The electricity transmission company has demanded a revised draft determination by early October correcting what it claims are mistakes on Ofgem’s part and reversing a £15 million business plan penalty.
It points to “a range of material errors and inconsistencies” in the draft determination on its business plan for 2021 to 2026. It claims Ofgem used a flawed benchmarking approach to adjust totex allowances and that its proposed ongoing efficiency stretch is not supported by evidence.
It also bluntly states that Ofgem’s uncertainty mechanisms package will fail to deliver net zero and damage the green recovery. This point was echoed by Renewable UK and SSE in their responses.

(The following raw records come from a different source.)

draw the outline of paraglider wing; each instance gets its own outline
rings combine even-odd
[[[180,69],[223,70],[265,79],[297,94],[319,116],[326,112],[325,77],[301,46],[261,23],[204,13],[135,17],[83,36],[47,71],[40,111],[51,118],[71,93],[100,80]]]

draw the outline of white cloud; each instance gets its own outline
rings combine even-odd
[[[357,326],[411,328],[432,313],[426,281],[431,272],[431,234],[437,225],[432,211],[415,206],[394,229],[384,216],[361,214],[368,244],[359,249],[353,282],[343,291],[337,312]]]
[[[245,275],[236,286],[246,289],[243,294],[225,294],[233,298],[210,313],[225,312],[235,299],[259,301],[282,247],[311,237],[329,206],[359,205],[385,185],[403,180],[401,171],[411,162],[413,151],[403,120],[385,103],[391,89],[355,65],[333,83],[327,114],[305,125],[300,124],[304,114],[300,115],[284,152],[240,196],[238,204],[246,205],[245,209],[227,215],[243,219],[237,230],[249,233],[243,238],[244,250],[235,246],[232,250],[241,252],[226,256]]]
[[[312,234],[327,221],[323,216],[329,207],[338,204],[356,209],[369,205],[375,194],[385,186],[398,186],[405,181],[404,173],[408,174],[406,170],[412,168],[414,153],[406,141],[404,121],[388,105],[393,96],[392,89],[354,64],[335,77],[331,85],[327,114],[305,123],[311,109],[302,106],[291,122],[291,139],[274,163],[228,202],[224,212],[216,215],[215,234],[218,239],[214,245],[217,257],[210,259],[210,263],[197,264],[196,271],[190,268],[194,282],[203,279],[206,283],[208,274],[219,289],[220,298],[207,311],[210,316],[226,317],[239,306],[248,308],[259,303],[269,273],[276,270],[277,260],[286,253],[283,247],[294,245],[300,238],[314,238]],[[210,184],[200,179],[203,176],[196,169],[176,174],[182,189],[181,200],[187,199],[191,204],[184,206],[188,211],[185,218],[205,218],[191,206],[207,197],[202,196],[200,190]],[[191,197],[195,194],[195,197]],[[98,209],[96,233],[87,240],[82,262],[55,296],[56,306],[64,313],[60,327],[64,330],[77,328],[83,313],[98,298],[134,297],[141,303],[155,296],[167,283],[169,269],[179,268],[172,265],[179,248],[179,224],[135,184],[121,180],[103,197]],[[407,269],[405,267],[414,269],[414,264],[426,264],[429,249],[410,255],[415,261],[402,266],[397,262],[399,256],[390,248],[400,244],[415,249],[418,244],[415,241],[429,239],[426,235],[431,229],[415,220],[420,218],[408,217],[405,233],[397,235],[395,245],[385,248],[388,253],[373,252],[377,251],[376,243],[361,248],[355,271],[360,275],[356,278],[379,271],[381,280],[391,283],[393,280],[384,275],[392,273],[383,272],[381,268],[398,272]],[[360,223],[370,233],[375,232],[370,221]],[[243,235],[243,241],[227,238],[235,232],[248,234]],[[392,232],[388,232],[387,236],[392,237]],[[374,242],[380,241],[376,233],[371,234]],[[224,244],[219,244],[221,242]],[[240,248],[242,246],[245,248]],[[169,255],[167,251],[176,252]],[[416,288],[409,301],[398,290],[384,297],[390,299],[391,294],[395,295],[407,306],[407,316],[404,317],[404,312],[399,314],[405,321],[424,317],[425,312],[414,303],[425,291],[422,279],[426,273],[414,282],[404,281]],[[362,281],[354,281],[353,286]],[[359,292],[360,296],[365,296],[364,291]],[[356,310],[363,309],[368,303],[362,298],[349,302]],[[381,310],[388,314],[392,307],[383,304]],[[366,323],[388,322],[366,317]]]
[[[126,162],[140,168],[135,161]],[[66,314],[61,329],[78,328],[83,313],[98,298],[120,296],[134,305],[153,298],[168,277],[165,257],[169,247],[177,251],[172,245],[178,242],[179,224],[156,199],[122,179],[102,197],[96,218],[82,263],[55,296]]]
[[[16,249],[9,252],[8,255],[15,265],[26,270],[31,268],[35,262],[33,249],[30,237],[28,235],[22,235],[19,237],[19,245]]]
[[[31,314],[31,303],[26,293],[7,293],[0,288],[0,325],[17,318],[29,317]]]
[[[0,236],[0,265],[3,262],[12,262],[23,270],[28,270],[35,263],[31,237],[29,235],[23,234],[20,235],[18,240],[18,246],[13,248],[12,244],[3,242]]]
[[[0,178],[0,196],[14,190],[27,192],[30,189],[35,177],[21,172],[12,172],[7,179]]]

The proposals “undermine the financeability of electricity transmission by cherry picking arguments”, SPEN insists. It says Ofgem’s views on the cost of equity are “divorced from the real world and do not represent the reality faced by investors”.

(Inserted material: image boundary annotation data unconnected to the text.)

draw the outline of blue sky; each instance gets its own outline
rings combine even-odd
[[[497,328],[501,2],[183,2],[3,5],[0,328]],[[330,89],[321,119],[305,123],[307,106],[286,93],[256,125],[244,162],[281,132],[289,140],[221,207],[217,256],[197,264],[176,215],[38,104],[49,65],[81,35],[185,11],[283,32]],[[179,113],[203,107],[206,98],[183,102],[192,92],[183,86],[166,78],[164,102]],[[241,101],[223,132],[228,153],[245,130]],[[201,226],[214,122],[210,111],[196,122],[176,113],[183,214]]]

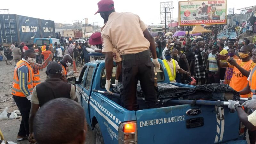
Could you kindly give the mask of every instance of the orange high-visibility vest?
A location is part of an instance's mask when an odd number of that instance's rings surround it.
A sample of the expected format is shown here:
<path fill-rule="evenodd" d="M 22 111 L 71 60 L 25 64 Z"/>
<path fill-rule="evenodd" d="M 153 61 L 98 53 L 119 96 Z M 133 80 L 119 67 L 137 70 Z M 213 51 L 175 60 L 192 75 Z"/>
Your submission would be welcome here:
<path fill-rule="evenodd" d="M 33 87 L 35 87 L 37 85 L 41 83 L 41 79 L 40 78 L 40 75 L 39 70 L 37 70 L 36 74 L 34 74 L 34 80 L 33 82 Z"/>
<path fill-rule="evenodd" d="M 42 50 L 42 52 L 46 51 L 46 46 L 45 45 L 43 45 L 41 47 L 41 49 Z"/>
<path fill-rule="evenodd" d="M 14 70 L 13 82 L 12 87 L 12 94 L 16 96 L 26 97 L 20 88 L 20 82 L 19 80 L 18 69 L 21 67 L 25 66 L 28 69 L 28 88 L 30 92 L 33 90 L 33 81 L 34 81 L 34 73 L 33 69 L 29 64 L 23 60 L 20 60 L 16 64 L 16 67 Z"/>
<path fill-rule="evenodd" d="M 251 72 L 251 76 L 249 77 L 249 86 L 250 89 L 253 94 L 256 94 L 256 66 L 252 70 Z"/>
<path fill-rule="evenodd" d="M 64 75 L 64 76 L 66 76 L 67 75 L 67 70 L 66 70 L 66 69 L 65 68 L 65 67 L 64 67 L 60 63 L 60 62 L 58 62 L 58 63 L 59 63 L 60 64 L 61 66 L 61 67 L 62 67 L 62 74 Z"/>

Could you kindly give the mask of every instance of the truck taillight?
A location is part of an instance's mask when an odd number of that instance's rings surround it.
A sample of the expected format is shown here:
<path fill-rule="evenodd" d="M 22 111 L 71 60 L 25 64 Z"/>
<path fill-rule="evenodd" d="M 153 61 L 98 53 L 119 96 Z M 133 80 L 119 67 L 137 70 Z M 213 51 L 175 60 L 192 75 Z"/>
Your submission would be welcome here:
<path fill-rule="evenodd" d="M 136 121 L 120 124 L 118 129 L 119 144 L 137 144 L 137 126 Z"/>
<path fill-rule="evenodd" d="M 239 130 L 239 135 L 243 135 L 245 131 L 245 126 L 242 124 L 242 122 L 240 122 L 240 129 Z"/>

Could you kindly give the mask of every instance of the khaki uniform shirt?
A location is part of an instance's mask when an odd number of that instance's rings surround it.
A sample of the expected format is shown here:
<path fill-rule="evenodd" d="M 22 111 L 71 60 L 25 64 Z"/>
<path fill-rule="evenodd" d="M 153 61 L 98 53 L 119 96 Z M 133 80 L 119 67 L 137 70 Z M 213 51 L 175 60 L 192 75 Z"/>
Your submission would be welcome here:
<path fill-rule="evenodd" d="M 113 52 L 113 49 L 116 49 L 122 55 L 148 49 L 149 42 L 144 37 L 143 34 L 147 28 L 136 14 L 114 12 L 102 28 L 102 52 Z"/>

While stressing that its preference is to work constructively with Ofgem to resolve its differences, SPEN says it has been advised the determination “is clearly appealable to the CMA”.
Frank Mitchell, chief executive of SPEN, which is part of the Scottish Power group, branded Ofgem’s approach “a missed opportunity to create job opportunities and wider economic benefits across the energy sector for the UK”.
He said: “The returns Ofgem has proposed in the RIIO-T2 draft determination are the lowest in UK history for this sector and well below those available against comparators who are competing to attract similar investment such as the US.
“We believe that Ofgem’s draft determination will not deliver the Green Economic Recovery at pace to support the UK and Scottish governments’ ambitions to build and invest in response to the economic impact of Covid pandemic.
“The expenditure adjustments and nature of the uncertainty mechanisms proposed by Ofgem do not provide investors with confidence and will ultimately slow down the ability for new renewable generation to be connected, thus directly hindering government targets for net zero.”
In its response, SPEN highlights a number of specific “errors and inconsistencies” in Ofgem’s cost assessment programme. It points out that in several cases projects have been approved but the funding for them has been reduced or in some cases removed. It cites its Net Zero Fund as one such initiative, which has been approved in the draft determination but had its £20 million cost obliterated. It also says that 75 per cent of allowances for risk management of its engineering projects have been cut, which it insists makes it impossible to carry them out safely.
It also accuses Ofgem of not taking into account embedded efficiencies within its business plan and as a result “double counting” in its calculation of additional efficiency stretch.
SPEN claims that Ofgem’s approach to the business plan incentive is contradictory, having told SPEN prior to the publication of the draft determination that the plan was high quality and then imposed a £15 million penalty. It points out that 96 per cent of its expenditure is “competitively tendered” and that costs are evidence driven and therefore the use of an “arbitrary” classification of costs as high or low is “irrational”.
It goes on to say: “Ofgem’s approach lacks transparency and has the perverse result of penalising precisely the innovative and ambitious proposals that the business plan incentive was ostensibly designed to encourage.”
SPEN is contracted to connect over 5GW of renewable generation over the course of the five years. It says only projects where there was a high degree of confidence they would materialise in RIIO2 were included. For other projects, SPEN proposed uncertainty mechanisms – a move it claims it consulted Ofgem on and received a positive response. It says Ofgem rejected these mechanisms without giving clear reasons and has substituted “poorly designed” replacements which “will likely materially delay projects that are critical to the achievement of net zero”.